I went backstage after and just could not speak. This is so important! It’s friendship, the collective endeavour, the camaraderie. I watched them as we were talking to them and having finished the show, they were buzzing! We have to make sure this generation and the next generations get the chance. But we’ve got to do something radically different. We can’t expect to do the same things and expecting a different result.

Any music you’re obsessed with at the moment?
Sarah: I could not stop listening to Rosalía’s Lux. Someone in the office, who was new to opera, heard that song and said, “Is this opera?” And I was like, “Yes! It really is!” I’ve been listening to that with a lot of curiosity. Infiltrating the cultural zeitgeist.
Adele: I’m obsessed with The Barber Of Seville because I’m directing it in a couple of years! That’s the biggest thing that’s occupying my brain at the moment. It’s sooo fun. Every day I get obsessed with something musically. I got Still D.R.E. by Dr Dre in my mind the other day. Every time I do a show I have a song that I put on for the right headspace before I start directing. Fleetwood Mac’s The Chain – something about the growing tension is perfect – or Black Gold Of The Sun by Minnie Riperton.
This might be old news already… but what are your thoughts on Timothée Chalamet’s remarks about opera?
Sarah: When this came out, we were unsure to engage with it. I mean, he’s not wrong. He has probably never seen anything that does move him.
Adele: Of course I don’t agree with Chalamet!
Sarah: Yes, we should say that!
Adele: Opera has not made a good case for itself as a vital artform within the wider cultural economy.

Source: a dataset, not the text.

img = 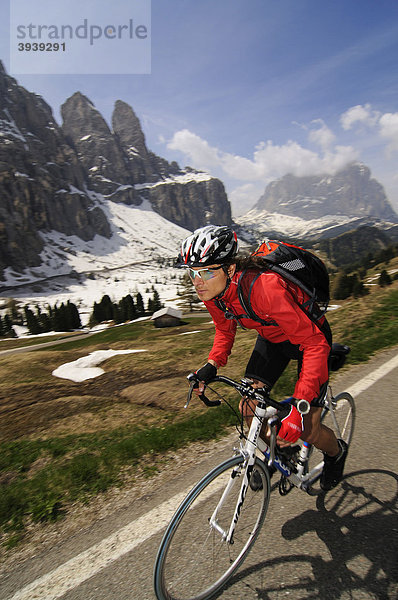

In Europe, opera is heavily subsided – governments have an obligation – tickets are priced very low, and every city has an opera house. It’s like breathing. in the UK and USA, it’s the domain of the elite. The opera houses in the ascendancy are the country houses; Glyndebourne is exceptional because of the artistic standards, but it’s not just the tickets being expensive, it’s a club mentality.
People do think that opera is exclusive, and that this elitism is part of the package; sadly, there are opera fans who like to gatekeep with its exclusive mentality. We’ve got to find a way to make it part of the everyday, or opera here will become a museum piece.

Welsh National Opera’s spring productions are Blaze Of Glory! (Wales Millennium Centre, Cardiff Bay, Fri 17 Apr; Grand Theatre, Swansea, Thurs 21 + Fri 22 May); The Flying Dutchman (Wales Millennium Centre, Cardiff Bay, Thurs 16 + Sun 19 Apr); and Play Opera Live: Shipwrecked! (Wales Millennium Centre, Cardiff Bay, Sat 18 Apr).
The 2026-27 season is set to feature La Bohème (autumn 2026); Bluebeard’s Castle + Oedipus Rex (autumn 2026); The Anonymous Lover (spring 2027) and Hedd Wyn: Eisteddfod Atomig (summer 2027).